Funny that we've both lived our whole lives within less than an hour's drive of this place and yet had never been to see it. Oddly enough, our interest was piqued this past winter when an episode of America Unearthed aired on the History Channel. The show was interesting but ultimately disappointing in that no ancient pyramids were seen under the waters of a nearby lake, but the discussion of the ancient native culture of Aztalan had us wanting to see the area for ourselves.
I'll come back to that in a moment. As it happened, however, there were a couple thrift stores along the way, where my own kind of not-so-ancient treasures were unearthed. Such as this beauty, a vintage paint-by-number— for a buck!
PBNs are becoming harder to find, popular as they are with collectors of these amateur works of art. They're colorful and scenic and, for Boomers like me, hearken back to a time long before the internet or cable TV or even VHS, when a long winter afternoon might lend itself to dabbing paint from plastic pots onto a numbered board. I can still smell the oils and see, in my mind's eye, the paint-clumped toothpicks, mini stirrers, strewn over a newspaper lined desk.
I'm not sure that I ever finished any of my PBNs, and I certainly never attempted anything as large as this scene. I seemed to run out of both paint and enthusiasm at about the halfway point.
At another thrift store, while I lingered in the dish section, Norm made a beeline to the fabrics and scooped up a few bundles he thought I might like. Good eye, that guy.
We couldn't resist a couple of old 78 records for 35 cents apiece. Thought these would be fun to display at Christmas: Winter Wonderland and White Christmas, as performed by Guy Lombardo and the Andrews Sisters.
We still own a turntable, so we could, in theory, play these—or we could all just listen to them on YouTube, HERE and HERE.
Back to our tour of Aztalan. Wikipedia tells us:
- Aztalan is the site of an ancient Mississippian culture settlement that flourished during the 10th to 13th centuries.
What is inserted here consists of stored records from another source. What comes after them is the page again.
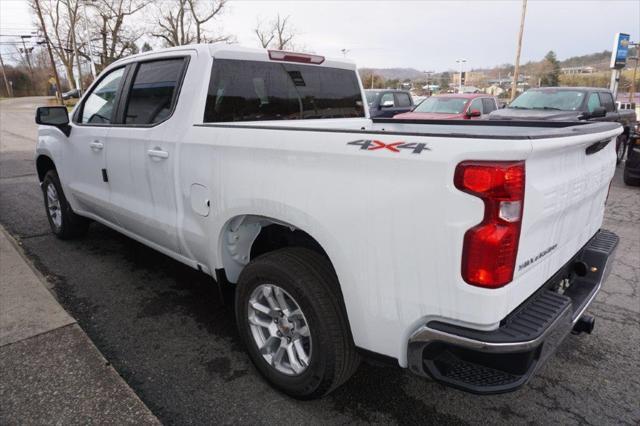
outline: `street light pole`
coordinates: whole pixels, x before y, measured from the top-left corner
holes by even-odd
[[[89,46],[89,63],[91,64],[91,75],[93,79],[96,79],[96,64],[93,62],[93,46],[91,45],[91,33],[89,32],[88,22],[89,18],[87,18],[87,3],[86,1],[82,4],[82,12],[84,13],[84,32],[87,37],[87,46]]]
[[[11,90],[11,86],[9,86],[9,81],[7,80],[7,74],[4,72],[4,61],[2,60],[2,54],[0,54],[0,67],[2,67],[2,78],[4,79],[4,85],[7,88],[7,96],[12,98],[13,93]]]
[[[464,71],[464,63],[467,62],[466,59],[456,59],[456,62],[460,64],[460,74],[458,79],[458,93],[462,93],[462,72]]]
[[[33,4],[36,9],[36,13],[38,15],[38,20],[40,21],[40,25],[42,26],[42,32],[44,33],[44,40],[47,43],[47,51],[49,52],[49,60],[51,60],[51,70],[53,71],[53,76],[56,80],[56,98],[60,102],[60,105],[64,106],[64,100],[62,100],[62,89],[60,86],[60,76],[58,76],[58,70],[56,69],[56,61],[53,58],[53,51],[51,50],[51,44],[49,42],[49,35],[47,34],[47,27],[44,24],[44,18],[42,16],[42,9],[40,8],[40,0],[34,0]]]
[[[527,0],[522,0],[522,15],[520,16],[520,33],[518,34],[518,47],[516,48],[516,63],[513,70],[513,83],[511,84],[511,99],[513,101],[518,91],[518,78],[520,77],[520,51],[522,50],[522,34],[524,33],[524,17],[527,14]]]

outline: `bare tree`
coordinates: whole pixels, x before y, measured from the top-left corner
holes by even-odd
[[[232,36],[207,34],[204,25],[222,13],[227,0],[175,0],[173,7],[161,4],[155,22],[154,37],[167,46],[191,43],[215,43],[230,41]]]
[[[220,41],[228,41],[231,36],[220,35],[214,38],[207,38],[204,34],[202,25],[206,24],[212,19],[215,19],[216,15],[222,13],[224,6],[227,4],[227,0],[210,0],[200,2],[198,0],[187,0],[189,3],[189,10],[191,16],[196,24],[196,43],[216,43]]]
[[[278,14],[267,28],[264,28],[263,23],[259,21],[254,32],[260,45],[265,49],[269,47],[278,50],[294,49],[293,39],[297,34],[289,21],[290,18],[288,15],[283,18]]]
[[[97,30],[95,36],[100,40],[99,57],[102,68],[125,55],[137,53],[136,41],[143,31],[127,25],[127,20],[150,2],[151,0],[98,0],[91,3],[99,17],[99,27],[94,28]]]
[[[269,26],[268,28],[264,28],[263,23],[260,20],[258,20],[258,23],[256,24],[256,27],[253,29],[253,31],[256,33],[258,41],[260,42],[260,46],[262,46],[263,49],[268,48],[273,39],[276,37],[276,35],[273,33],[273,27]]]
[[[56,82],[56,98],[58,98],[58,100],[60,101],[60,103],[62,105],[64,105],[64,101],[62,100],[62,88],[60,86],[60,77],[58,76],[58,70],[56,69],[56,61],[53,58],[53,49],[51,48],[51,43],[49,42],[49,35],[47,33],[47,26],[45,24],[45,20],[44,20],[44,16],[42,15],[42,8],[40,7],[40,2],[39,0],[33,0],[31,2],[31,7],[33,8],[34,12],[36,12],[36,15],[38,16],[38,22],[40,23],[40,27],[42,30],[42,33],[44,34],[44,39],[45,42],[47,44],[47,53],[49,53],[49,60],[51,61],[51,70],[53,71],[53,75],[55,78],[55,82]],[[3,65],[3,73],[4,73],[4,65]],[[11,94],[13,96],[13,94]]]
[[[67,7],[67,3],[69,7]],[[64,66],[67,79],[72,88],[76,87],[73,77],[73,64],[75,53],[73,49],[73,37],[78,22],[77,0],[31,0],[31,8],[40,16],[40,30],[46,34],[53,53],[60,59]]]

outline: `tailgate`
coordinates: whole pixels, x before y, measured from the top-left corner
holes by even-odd
[[[512,305],[546,282],[600,229],[621,132],[609,127],[532,141]]]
The indigenous people constructed massive earthwork mounds for religious and political purposes. They were part of a widespread culture with important settlements throughout the Mississippi River valley and its tributaries. Their trading network extended from the Great Lakes to the Gulf Coast, and into the southeast of the present-day United States.
- It was first settled around 900 by a Native American culture known as the Middle Mississippian Tradition. The chief center of a Middle Mississippian settlement is at Cahokia, in present-day Illinois, a city that at its peak had 20,000-30,000 people. This was not surpassed by Europeans in North America until after 1800. These settlements are characterized by the construction of mounds, stockades, and houses, by decorated Mississippian culture pottery and agricultural practices. There are also elements of the Woodland culture found here.
- The residents had long-distance trading relationships with other settlements, linked by their use of the rivers for transportation. For example, items found at the settlement include copper from Michigan's Upper Peninsula, shells from the coast of the Gulf of Mexico, and stone such as Mill Creek chert from other areas of the Midwest.
- Sometime between the years 1200 and 1300, the Aztalan settlement was abandoned. Archeologists and historians surmise they may have outgrown environmental resources, or encountered more warfare from other cultures, but do not know for sure. The Little Ice Age occurred soon after 1300 and may have contributed to farming difficulties, putting too much stress on the local chiefdoms.
This is the largest terraced mound. We are standing about 100 yards away at this vantage point.
This smaller mound had originally been a burial site where a number of ancient remains were carefully lain and then ceremoniously burned.
The fact that this culture lived within a stockade is unique to the other native cultures of the area. It is unknown whether the stockade was built to keep people safely in or keep others out (probably both). The posts would have been interwoven with vines or pliable branches and then grass and mud applied in a wattle and daub manner to make a solid wall.
It is hard to do this site justice in a blog post with pictures that might just look like prairie fields with shaped mounds of dirt and a bunch of poles in the ground. As you walk the grounds and read the historical information along the way, you get a real sense of the importance of this place in history, theirs and ours.
There was a museum up the road that contained more information and artifacts from both the native populations, as well as that of early immigrant settlers. More on that in another post.